Elimi Aslının karnında gezindiriyordum. Ama bende çok korkuyordum... Ya bebeğimize birşey olursa? Bir çocuğumun olmasını o kadar çok isterken, o'nu ....prensesimi kaybedemezdim...

Sonunda hastaneye vardığımızda. Kucağımda Aslıyla deliler gibi hem bağırıyorum hemde doktor arıyordum.

"Doktor yok mu burda?!"

En sonunda doktorlar ve hemşireler kollarımdan meleğimi ve prensesimi alıp sedyeye yatırmışlardı...olamaz...kan! Kanaması olmaması lazımdı değil mi?

"Beyefendi lütfen...çok zor bir doğum olacak. Yani en iyisi siz burda bekleyin."

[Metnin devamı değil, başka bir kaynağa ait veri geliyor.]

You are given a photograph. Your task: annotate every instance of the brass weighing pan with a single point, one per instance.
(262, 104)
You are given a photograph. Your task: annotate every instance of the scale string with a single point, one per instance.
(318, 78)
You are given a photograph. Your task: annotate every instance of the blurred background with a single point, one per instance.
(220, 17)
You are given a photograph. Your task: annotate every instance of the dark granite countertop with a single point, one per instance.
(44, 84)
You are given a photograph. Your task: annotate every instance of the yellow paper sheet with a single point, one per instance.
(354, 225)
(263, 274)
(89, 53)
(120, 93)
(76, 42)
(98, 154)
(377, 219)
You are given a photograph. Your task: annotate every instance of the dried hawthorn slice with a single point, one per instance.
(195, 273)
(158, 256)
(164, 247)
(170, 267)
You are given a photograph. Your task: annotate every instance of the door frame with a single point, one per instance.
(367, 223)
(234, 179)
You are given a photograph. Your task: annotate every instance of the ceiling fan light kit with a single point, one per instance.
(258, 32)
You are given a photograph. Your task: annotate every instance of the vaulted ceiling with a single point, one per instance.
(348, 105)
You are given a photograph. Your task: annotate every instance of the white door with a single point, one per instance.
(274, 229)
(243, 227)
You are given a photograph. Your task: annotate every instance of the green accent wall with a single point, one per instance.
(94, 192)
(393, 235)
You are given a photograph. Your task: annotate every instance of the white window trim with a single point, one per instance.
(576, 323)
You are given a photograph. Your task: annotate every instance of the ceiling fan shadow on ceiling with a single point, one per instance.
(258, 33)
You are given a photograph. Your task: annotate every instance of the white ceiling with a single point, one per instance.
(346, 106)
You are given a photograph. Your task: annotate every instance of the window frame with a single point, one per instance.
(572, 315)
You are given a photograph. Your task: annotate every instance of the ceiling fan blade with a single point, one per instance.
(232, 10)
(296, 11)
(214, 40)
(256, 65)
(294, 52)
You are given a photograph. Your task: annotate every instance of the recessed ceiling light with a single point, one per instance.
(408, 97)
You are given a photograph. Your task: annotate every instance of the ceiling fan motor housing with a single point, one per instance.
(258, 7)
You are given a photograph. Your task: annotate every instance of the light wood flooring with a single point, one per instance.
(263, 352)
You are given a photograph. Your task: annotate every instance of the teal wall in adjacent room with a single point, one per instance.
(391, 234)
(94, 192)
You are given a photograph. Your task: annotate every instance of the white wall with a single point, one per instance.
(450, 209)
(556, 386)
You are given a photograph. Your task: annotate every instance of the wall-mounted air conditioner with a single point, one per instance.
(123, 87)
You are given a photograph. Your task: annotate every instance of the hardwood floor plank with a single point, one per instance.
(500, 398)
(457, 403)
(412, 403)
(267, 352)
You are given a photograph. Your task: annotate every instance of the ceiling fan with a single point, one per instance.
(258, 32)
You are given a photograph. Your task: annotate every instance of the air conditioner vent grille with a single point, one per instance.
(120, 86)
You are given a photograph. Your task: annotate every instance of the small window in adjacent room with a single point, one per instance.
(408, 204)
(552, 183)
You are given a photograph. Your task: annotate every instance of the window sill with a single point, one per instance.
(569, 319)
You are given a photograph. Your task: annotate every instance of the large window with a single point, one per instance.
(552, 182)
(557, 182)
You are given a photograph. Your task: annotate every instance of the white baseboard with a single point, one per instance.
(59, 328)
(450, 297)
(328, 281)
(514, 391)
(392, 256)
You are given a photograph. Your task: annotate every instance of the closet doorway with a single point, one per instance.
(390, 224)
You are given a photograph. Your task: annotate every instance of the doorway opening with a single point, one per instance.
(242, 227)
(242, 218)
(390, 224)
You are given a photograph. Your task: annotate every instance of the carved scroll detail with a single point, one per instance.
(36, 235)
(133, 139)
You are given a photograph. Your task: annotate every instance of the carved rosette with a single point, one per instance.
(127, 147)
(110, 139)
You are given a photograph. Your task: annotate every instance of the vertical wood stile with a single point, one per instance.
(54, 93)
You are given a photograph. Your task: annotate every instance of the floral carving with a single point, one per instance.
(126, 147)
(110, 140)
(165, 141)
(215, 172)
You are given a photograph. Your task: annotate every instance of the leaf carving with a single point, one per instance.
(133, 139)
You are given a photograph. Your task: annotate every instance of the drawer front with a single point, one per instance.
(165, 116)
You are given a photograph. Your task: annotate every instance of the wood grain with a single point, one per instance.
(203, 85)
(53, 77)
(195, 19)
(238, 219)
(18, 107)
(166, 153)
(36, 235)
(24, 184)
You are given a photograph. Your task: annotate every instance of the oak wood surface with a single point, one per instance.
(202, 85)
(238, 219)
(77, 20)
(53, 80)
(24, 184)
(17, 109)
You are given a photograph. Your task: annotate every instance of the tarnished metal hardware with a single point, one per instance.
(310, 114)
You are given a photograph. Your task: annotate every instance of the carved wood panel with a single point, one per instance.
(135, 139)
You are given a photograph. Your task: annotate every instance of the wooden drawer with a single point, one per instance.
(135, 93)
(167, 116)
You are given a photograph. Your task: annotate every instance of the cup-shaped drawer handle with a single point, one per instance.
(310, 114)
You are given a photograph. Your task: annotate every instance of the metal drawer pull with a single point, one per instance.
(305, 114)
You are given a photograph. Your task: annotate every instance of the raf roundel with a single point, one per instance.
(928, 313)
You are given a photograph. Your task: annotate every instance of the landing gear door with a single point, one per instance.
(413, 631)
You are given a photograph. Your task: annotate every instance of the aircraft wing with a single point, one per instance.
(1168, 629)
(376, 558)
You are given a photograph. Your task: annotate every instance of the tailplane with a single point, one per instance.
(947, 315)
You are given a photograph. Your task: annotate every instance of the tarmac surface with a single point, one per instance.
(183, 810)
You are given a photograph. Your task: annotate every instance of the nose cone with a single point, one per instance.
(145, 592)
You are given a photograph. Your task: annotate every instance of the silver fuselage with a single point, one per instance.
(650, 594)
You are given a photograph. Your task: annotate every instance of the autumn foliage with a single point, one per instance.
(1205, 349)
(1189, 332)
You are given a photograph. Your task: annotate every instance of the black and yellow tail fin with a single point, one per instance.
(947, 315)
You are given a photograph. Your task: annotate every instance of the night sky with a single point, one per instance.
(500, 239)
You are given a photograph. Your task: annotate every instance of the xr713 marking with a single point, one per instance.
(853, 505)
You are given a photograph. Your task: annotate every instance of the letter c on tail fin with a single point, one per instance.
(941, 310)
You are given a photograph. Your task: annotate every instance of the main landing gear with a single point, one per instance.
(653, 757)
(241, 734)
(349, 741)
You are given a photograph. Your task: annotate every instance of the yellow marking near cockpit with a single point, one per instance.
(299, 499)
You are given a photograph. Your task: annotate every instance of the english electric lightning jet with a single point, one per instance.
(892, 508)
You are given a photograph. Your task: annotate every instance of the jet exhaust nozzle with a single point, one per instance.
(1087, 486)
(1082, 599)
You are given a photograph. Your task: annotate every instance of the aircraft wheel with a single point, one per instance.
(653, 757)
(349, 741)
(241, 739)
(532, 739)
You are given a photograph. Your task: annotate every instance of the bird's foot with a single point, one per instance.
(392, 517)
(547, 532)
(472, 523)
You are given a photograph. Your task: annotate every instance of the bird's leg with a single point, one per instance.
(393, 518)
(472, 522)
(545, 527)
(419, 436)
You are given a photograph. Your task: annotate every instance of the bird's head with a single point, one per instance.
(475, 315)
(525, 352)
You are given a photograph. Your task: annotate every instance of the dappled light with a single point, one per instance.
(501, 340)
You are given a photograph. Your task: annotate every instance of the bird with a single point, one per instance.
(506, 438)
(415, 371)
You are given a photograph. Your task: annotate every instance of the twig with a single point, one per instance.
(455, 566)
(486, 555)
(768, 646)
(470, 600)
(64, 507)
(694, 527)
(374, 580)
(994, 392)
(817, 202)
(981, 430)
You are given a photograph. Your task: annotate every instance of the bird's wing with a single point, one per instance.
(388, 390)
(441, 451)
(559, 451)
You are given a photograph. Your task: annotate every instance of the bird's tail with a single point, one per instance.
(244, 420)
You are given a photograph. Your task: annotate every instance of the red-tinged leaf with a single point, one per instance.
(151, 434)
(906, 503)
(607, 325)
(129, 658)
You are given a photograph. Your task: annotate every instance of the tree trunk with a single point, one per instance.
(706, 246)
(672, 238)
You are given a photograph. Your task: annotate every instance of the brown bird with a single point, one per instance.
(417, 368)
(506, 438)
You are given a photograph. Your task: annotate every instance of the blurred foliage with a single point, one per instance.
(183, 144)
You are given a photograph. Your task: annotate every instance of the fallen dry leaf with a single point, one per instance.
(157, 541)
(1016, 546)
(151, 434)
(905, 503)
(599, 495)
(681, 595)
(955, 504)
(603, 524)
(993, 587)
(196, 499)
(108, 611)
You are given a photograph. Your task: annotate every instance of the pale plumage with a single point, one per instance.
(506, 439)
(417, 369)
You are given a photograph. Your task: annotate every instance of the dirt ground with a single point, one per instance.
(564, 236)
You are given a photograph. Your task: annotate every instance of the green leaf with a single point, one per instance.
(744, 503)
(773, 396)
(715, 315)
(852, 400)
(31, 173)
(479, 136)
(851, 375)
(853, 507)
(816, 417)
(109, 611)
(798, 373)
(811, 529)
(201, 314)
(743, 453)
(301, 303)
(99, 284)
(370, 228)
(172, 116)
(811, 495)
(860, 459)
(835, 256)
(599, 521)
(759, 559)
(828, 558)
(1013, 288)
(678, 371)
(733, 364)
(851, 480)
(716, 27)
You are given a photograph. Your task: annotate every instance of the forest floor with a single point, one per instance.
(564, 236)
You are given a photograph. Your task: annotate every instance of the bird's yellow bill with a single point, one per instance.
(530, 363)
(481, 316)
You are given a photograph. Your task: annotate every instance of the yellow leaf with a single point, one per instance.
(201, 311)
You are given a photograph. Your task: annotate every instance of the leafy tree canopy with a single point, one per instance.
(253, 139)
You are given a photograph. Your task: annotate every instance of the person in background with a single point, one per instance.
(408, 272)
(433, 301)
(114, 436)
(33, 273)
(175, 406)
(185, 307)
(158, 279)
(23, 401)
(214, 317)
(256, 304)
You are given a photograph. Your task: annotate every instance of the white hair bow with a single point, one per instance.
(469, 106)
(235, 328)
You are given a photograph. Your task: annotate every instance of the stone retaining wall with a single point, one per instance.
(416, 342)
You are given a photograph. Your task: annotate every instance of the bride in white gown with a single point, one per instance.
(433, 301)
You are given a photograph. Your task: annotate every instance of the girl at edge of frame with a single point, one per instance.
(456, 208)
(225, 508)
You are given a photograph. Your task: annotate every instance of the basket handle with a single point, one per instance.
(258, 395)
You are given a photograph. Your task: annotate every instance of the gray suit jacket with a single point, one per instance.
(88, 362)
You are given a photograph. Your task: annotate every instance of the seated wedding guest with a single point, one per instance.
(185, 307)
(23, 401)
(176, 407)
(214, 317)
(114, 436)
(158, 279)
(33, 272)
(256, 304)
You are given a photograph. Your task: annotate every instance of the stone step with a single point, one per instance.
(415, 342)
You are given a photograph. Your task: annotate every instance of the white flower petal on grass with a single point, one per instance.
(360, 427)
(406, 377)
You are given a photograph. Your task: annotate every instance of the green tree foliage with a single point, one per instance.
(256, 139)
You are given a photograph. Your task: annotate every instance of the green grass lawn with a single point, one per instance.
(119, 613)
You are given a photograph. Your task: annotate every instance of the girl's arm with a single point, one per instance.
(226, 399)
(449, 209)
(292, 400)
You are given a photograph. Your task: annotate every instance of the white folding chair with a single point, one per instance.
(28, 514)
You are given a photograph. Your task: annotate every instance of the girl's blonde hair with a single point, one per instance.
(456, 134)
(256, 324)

Bencede en doğrusu buydu. Yarım saat sonra Merveyle Cenkte hastaneye gelmişlerdi.

"N-nasıl?"

"Şşt Merve sakin ol...Aslı çok güçlü bir kadın. Hem kızımızda annesi gibi güçlü!"

Cenk yardımıma koşmuştu. Mervenin Aslıyı ne kadar çok sevdiğini biliyordum, yani...zor bir doğum olacağını nasıl söylerdim..

Saatler geçmek bilmiyordu. 1..2...3...4....5...6...7..8...9... Tam 9 saat olmuştu... Delirmek üzereydim!

"Nerde bu doktorlar?! Niye kimse gelip birşey söylemiyor?!"

Tam o sırada kapılar açıldı... Hayır! Niye susuyorlar?! Neden başları eğik bir şekilde?!

"Aslı...meleğim..."

"Beyefendi elimden geleni...yaptık..."

"Doktorr! Söyle! Bebeğim, prensesim iyi mi?"

"Kızınız gayet iyi...ama...elimden geleni yaptım...karınız...Aslı hanım..."

Aslı?! Meleğim...nefesim? Nasıl ya?

"Aslı hanımı kaybettik..."

Dünya başıma yıkılmıştı sanki... Nefes alamıyordum. Kimseyi duymuyordum. Dışarı çıktım... Aslı'm yoktu...hani bensiz yapamazdın? Niye beni yalnız bıraktın...




----Aslı----

Her yerim tutulmuş bir vaziyette uyanmıştım. Doğan yine nereye kaybolmuştu? Neden her uyandığımda yanımda göremeyecektim bu adamı? Belkide iş yerindedir diye üstelememiştim. Bir güzel kahvaltı yapmıştım. Ama içimde bir sıkıntı vardı...sanki kötü birşey olacaktı...

Nerdeyse akşam olmuştu. Doğan hala ortalarda yoktu. Telefonu elime alıp rehberden "hayatım"a basmıştım. Çaldı...çaldı...çaldı... Ama açan yoktu. İçimde bir sıkıntı vardı... Tam o sırada tanımadığım bir numara aramıştı. Korkuyordum...hayır...

"A-alo?"

"Aslı Soylu siz misiniz?"

"E-evet..."

"Şey... Doğan Soylu trafik kazası geçirdi, ve hastaneye yatırıldı...."

"Hangi hastane?"

"Şey... Aslı hanım...üzgünüm, Doğan bey hayatını kaybetti..."

İşte dünya başıma yıkılmıştı... Nefes alamıyordum...hani bensiz yapamazdın? Beni tek başıma bıraktın ya...koca adamım...



---Doğan---


"Aslıııı!!!"

"Doğannn!!"

Hala rüyanın etkisindeydim. Karşımdaydı...Şaşkın bir şekilde gözlerimizin içine bakıyorduk...ikimizde ağlıyorduk... Sıkıca sarıldım meleğime...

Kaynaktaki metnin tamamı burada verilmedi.